Desde esa mirada, se destacan piezas como Las monjas y el cardenal, un óleo sobre lienzo en el que seis religiosas rodean una jaula en la que está cautivo un pájaro cardenal de plumaje rojo, en clara alusión al doble sentido —religioso y animal— que encierra la palabra cardenal.
“Yo aprecio no solo la fuerza de su pincelada, sino también la maestría con que dibuja los gestos de los rostros de las monjas y la inteligencia y el humor para representar al cardenal que tienen en las manos. Esto demuestra que, en últimas, esas altas jerarquías eclesiásticas de la Iglesia están enjauladas y que muchas veces depende de las monjas que sean libres o no”, asegura la directora del Santa Clara sobre este cuadro, que Arango pintó en 1970.
Cerca de Las monjas y el cardenal está otra de las pinturas más reconocidas de la artista, Hermanas de la Presentación, un óleo sobre material de fique, hecho hacia 1940, en el que se destaca un grupo de monjas con sus enormes cofias e impecables vestidos, que están delante de un hermoso paisaje.
Varias de las otras pinturas descansan sobre paneles transparentes, una apuesta que para Toquica permite que la obra de Arango se integre orgánicamente al espacio, a sus retablos dorados y a todo este ornato barroco.
“La muestra me gusta mucho por la tensión estilística que crea entre unas obras y otras, pero también porque esas imágenes hieráticas sí tienen un halo de santidad y de conexión con lo espiritual de la religión católica”, añade.
La iglesia católica y Colombia
La directora del museo resalta, por ejemplo, la interlocución que se genera entre la escultura en madera de santa Clara de Asís y la acuarela sobre papel La mística, de Arango, que está localizada debajo de la escultura y que retrata a una monja que se ha despojado de sus ropas.
“El otro día, que veía a santa Clara encima de La mística, decía: ‘Santa Clara la está cuidando, protegiéndola en su indefensión’. Y en últimas, cuando la gente acude a estas imágenes religiosas tradicionales del catolicismo, lo que quiere es aliviar su sufrimiento humano”, argumenta Toquica.
Algunas de las obras de Arango también comparten espacio con piezas de la colección colonial del Santa Clara, con lo que se establece otro contraste entre estéticas y formas de concebir el mundo.
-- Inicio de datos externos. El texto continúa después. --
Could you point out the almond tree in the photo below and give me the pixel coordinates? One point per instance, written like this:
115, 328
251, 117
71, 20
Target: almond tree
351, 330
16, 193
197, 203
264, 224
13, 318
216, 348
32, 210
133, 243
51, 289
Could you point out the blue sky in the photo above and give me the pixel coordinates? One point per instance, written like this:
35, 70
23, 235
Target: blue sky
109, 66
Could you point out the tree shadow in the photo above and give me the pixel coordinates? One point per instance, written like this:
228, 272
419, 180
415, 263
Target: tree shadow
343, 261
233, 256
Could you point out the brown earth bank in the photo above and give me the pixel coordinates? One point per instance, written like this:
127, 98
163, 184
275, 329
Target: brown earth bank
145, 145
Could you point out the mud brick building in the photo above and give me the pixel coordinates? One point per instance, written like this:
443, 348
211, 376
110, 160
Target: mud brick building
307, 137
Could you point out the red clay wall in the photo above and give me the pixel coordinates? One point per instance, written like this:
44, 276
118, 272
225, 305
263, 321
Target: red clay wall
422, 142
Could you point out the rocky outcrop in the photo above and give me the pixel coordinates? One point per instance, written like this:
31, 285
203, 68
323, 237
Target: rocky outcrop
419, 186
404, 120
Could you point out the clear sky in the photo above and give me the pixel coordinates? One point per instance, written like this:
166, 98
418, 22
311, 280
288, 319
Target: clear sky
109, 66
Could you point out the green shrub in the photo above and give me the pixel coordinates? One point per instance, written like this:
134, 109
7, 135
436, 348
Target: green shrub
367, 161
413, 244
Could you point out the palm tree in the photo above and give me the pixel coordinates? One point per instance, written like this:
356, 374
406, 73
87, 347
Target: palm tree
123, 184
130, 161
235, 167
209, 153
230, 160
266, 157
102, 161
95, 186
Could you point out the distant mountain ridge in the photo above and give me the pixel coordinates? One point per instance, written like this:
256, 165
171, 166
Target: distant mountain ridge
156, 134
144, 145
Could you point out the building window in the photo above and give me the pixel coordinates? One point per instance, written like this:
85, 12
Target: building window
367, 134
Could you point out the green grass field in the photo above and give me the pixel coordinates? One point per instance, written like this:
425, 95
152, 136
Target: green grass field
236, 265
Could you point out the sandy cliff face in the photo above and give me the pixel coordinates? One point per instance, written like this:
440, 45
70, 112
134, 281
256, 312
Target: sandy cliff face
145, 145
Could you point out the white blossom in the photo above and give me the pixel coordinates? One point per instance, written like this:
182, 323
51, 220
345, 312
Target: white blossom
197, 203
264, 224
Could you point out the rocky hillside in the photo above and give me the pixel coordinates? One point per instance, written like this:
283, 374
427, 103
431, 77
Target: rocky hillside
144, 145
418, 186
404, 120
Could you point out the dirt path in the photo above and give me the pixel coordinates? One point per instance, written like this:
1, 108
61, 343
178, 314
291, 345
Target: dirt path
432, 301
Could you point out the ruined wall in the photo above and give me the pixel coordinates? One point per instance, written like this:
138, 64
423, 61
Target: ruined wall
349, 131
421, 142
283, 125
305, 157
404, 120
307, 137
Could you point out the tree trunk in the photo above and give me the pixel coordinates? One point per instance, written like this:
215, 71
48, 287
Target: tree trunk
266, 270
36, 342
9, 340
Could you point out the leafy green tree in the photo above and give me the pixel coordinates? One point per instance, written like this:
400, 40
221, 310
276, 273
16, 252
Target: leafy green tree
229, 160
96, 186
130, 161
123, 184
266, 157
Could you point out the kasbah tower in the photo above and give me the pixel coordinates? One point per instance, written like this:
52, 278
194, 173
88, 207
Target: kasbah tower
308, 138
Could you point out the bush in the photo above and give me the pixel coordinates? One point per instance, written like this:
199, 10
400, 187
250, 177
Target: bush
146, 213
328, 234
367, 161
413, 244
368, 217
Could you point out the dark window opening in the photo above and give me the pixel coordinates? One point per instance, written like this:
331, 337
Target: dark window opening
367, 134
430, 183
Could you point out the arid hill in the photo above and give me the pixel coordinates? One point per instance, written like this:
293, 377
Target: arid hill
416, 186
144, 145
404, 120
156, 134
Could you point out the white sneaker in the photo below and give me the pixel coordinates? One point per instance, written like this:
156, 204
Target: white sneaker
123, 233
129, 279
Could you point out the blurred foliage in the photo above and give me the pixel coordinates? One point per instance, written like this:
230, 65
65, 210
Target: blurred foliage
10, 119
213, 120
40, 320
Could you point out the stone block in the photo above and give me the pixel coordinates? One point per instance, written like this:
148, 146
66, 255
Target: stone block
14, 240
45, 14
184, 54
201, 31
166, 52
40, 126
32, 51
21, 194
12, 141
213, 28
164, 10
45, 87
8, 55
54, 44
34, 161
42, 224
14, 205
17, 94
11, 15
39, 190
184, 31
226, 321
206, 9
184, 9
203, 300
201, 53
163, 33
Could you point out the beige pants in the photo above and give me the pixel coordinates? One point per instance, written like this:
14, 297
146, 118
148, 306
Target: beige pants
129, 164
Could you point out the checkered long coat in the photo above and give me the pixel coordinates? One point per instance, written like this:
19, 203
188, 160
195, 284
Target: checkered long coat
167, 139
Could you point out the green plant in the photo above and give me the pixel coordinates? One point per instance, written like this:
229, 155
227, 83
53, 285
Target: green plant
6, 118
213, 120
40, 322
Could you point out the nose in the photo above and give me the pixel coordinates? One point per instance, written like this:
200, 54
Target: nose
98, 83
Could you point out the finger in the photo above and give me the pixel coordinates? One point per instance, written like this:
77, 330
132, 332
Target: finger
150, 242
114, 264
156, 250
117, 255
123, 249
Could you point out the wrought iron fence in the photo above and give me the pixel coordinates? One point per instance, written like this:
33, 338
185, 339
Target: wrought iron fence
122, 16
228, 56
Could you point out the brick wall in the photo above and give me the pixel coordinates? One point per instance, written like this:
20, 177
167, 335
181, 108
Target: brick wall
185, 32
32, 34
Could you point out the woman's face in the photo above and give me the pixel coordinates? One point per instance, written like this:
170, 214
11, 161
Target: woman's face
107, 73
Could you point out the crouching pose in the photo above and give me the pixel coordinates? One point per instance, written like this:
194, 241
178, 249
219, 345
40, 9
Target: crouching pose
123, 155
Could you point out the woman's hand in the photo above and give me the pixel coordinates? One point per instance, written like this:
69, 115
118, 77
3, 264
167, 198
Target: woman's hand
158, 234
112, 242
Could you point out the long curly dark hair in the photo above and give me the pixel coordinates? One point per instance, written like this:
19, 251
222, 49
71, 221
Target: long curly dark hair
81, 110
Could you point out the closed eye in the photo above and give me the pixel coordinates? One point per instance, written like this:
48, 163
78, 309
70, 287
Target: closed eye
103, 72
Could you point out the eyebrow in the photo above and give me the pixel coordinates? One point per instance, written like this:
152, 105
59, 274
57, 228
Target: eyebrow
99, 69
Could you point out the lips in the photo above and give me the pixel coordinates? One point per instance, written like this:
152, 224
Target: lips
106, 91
Es así como las representaciones tradicionales de san Francisco de Asís y de la expulsión del paraíso se contraponen a las pinturas en las que Arango plasma su visión sobre esos mismos motivos.
Por otro lado, la artista antioqueña también se contrapuso a ese modelo familiar católico y tradicional con obras como Familia, óleo sobre lienzo de 1951, en el que representa con esas pinceladas tan cautivantes como dolorosas a una familia tirada en la calle, en unas condiciones devastadoras.
“La huida del convento no es solamente la anécdota de la mujer que huye del convento: es la huida de la mujer del patriarcalismo, es lo que representa Débora para la historia del arte colombiano y lo que significan ese gesto y esa actitud para las mujeres colombianas y para las mujeres en general”, finaliza Toquica.